In many respects, it began with a princess and a pandemic. In 2020, HRH Princess Laurentien came forward and urged UNESCO to take action in order to safeguard the world’s youngest children, whose education and care had been quietly collapsing due to COVID-19. At the time, it seemed like a long shot. Budgets were getting smaller, governments were overburdened, and early childhood programs are rarely the most influential. However, something shifted. In order to determine what a serious, coordinated global response might actually entail, UNESCO arranged three high-level meetings that brought together ministry representatives, agency heads, and experts from all over the world. The Global Partnership Strategy for Early Childhood, or GPS, was developed by December 2021.
The GPS isn’t a sentimental statement. It was created in response to something much more difficult to overlook: a real, pervasive deficiency of services for young children, including child protection, health, nutrition, sanitation, and pre-primary education. It’s the kind of gap that shapes entire generations but doesn’t make headlines. Target 4.2 of the 2030 Sustainable Development Agenda, which seeks to guarantee that all girls and boys have access to high-quality pre-primary education prior to starting primary school, is formally linked to the strategy. That alignment is important. It makes it more difficult to avoid by linking early childhood care to a commitment that governments have already ratified.

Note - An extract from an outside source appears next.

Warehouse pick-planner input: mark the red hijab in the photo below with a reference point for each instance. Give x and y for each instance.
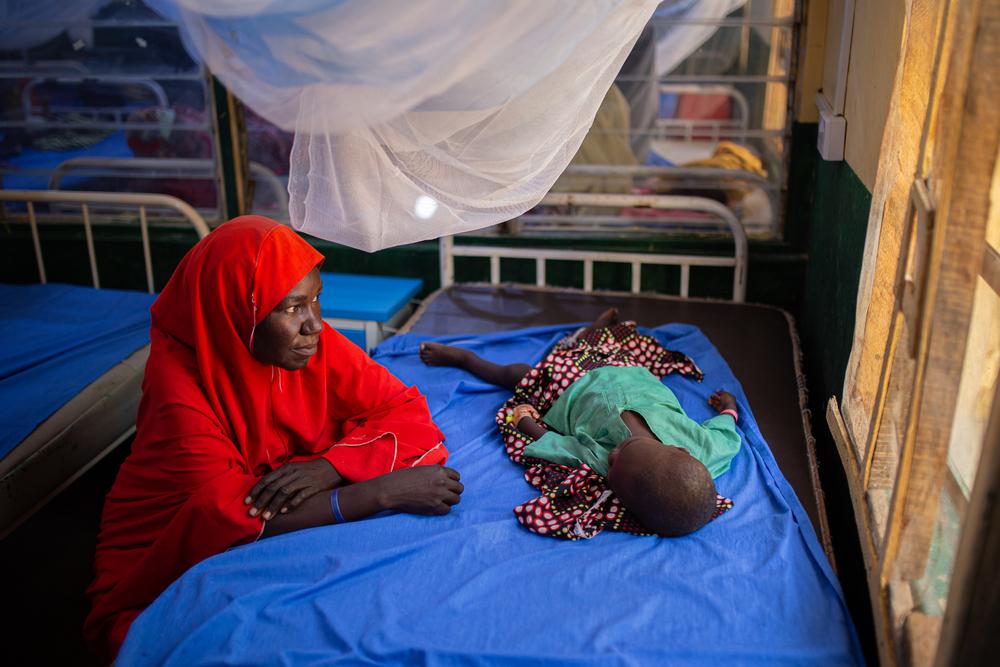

The World Organization for Early Childhood Education, or OMEP, is at the heart of this endeavor and has become one of the more subtly significant participants in this global movement. To determine what the GPS actually does in practice, OMEP has been collaborating with UNESCO, UNICEF, the World Bank, the WHO, the ILO, the OECD, and a number of regional networks. Although the public rarely pays much attention to this type of coalition building, it is precisely where policy is shaped. Because OMEP works through partnerships rather than making big announcements, there is a perception that the organization’s role is frequently undervalued.
The UNESCO Early Childhood Resource Bank, a database created especially to gather and disseminate research, policy analysis, and useful advice on Education for Sustainable Development for children from birth to age eight, is one of OMEP’s more tangible contributions. With plans to add national policy statements, lesson plans, children’s book lists, and project descriptions that are updated four times a year, the resource bank is still being developed. Members from almost 70 countries have been invited to participate in OMEP’s Working Group. It’s an ambitious project, and it’s still genuinely unclear if it will reach the depth it aims for. Databases like this heavily rely on consistent participation from people who are already overworked.

However, Strategy 5 is what gives the GPS actual weight. The creation of a United Nations Decade for Early Childhood Care, Education, and Development is one of the important proposals made by this component to the UN General Assembly. If that suggestion is implemented, it would result in a systematic, ten-year international commitment with the kind of institutional support that tends to change government behavior, or at least government budgeting. The actual pressure on pre-primary spending would originate from there.
It’s difficult to ignore how long early childhood education has been marginalized and viewed as supplemental rather than fundamental in serious policy discourse. Even though the politics surrounding it are complex, the argument put forth by GPS and OMEP’s work is straightforward: investing in children before the age of five yields returns that no later intervention can completely match. Variations of this have previously been heard by governments. Now, there is a global platform, a coordinating structure, and a group of organizations prepared to continue attending those high-level meetings until something genuinely changes.